Before you start: have these three things to hand
You can complete a switch from your phone, but it goes faster if you grab these first:
- Your MPRN (Meter Point Reference Number) for electricity — an 11-digit number starting with "10", printed near the top of any electricity bill. It identifies your home's connection to the grid. For gas, the equivalent is your GPRN.
- A recent meter reading. Take a fresh reading the day you switch so your old and new bills line up cleanly with no estimated overlap.
- Your bank details (IBAN). Almost every cheapest plan requires payment by direct debit, and many give an extra discount for paperless billing on top.
That is it. You do not need to contact your current supplier — your new supplier handles the entire handover.
The five-step switch
- Check your contract end date. This is the most important step (see the exit-fee warning below). It is printed on your bill. Ideally you switch on or just after this date.
- Compare the market. Use an accredited comparison site — bonkers.ie and switcher.ie are the two best-known in Ireland — and sort by estimated annual cost for your usage, not by the headline discount percentage. A big discount off an expensive standard rate can still be worse than a smaller discount off a cheap one.
- Pick your plan and sign up online. Enter your MPRN/GPRN, meter reading and IBAN. This is the ten-minute part.
- Do nothing for 10–15 working days. The new supplier coordinates with the old one. You will get a welcome pack from the new supplier and a final bill from the old one.
- Set a reminder for 12 months from now. This is the habit that keeps the money coming. Discounts almost always last exactly one year, then revert to standard rates.
The exit-fee trap — read this before you click
Most Irish suppliers charge an exit fee of around €50 per fuel if you leave before your fixed contract ends. Switch both electricity and gas mid-contract and that is €100 gone — often wiping out the first months of your new saving.
The numbers vary by supplier:
- Community Power is currently the only supplier with no exit fee at all.
- Pinergy has the steepest structure — €11.25 for every month left on your contract, capped at €135.
- Most others sit around the €50-per-fuel mark.
Two ways to stay safe: either wait until your contract has expired before switching, or use the 14-day cooling-off period — by law you can cancel a new contract within 14 days without penalty if you change your mind.
Who are the suppliers worth comparing?
The Irish market has more competition than most people realise. The names you will see on comparison sites include Electric Ireland, Bord Gáis Energy, SSE Airtricity, Energia, Pinergy, Flogas, PrepayPower, Yuno Energy and Community Power, among others. Dual-fuel deals (electricity and gas with one supplier) sometimes carry an extra discount, but not always — compare single-fuel options separately and take whichever combination is cheapest overall.

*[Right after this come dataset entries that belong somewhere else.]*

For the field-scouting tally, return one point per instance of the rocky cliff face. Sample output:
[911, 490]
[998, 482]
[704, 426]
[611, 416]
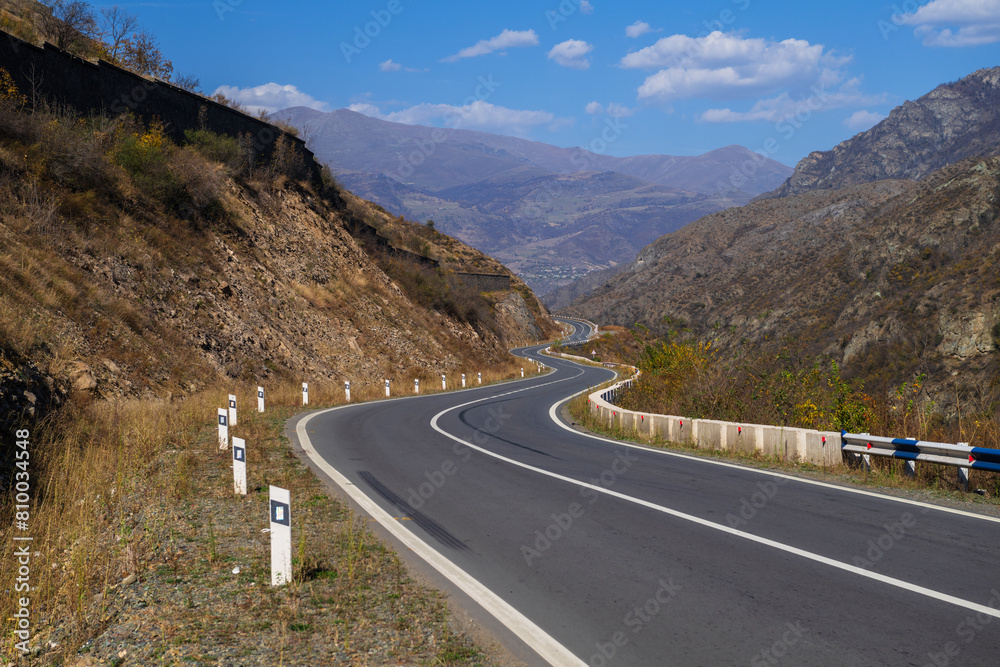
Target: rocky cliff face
[892, 278]
[281, 290]
[953, 122]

Loyalty earns you nothing here. The customer who switched last week is on a better rate than the one who has been with the same company for five years, for the identical product down the same cable.
What about smart meters?
If you have a smart meter installed, switching also opens the door to time-of-use tariffs that charge less at off-peak hours. That is a separate optimisation worth doing once you have switched — but only if you can genuinely shift heavy usage (dishwasher, washing machine, EV charging) into the cheaper window. We cover the maths of that in a dedicated guide.
➡️ Related: Night-Rate and Smart Tariffs in Ireland — Who Actually Saves.
Your switching checklist
- Find your contract end date — avoid the €50/fuel exit fee
- Grab your MPRN/GPRN, a meter reading and your IBAN
- Compare by total annual cost on bonkers.ie or switcher.ie
- Sign up online (≈10 minutes)
- Diary a reminder to switch again in 12 months
That last line is the whole game. Switching once saves you a few hundred euro; switching every year turns it into a permanent discount that passive households never get.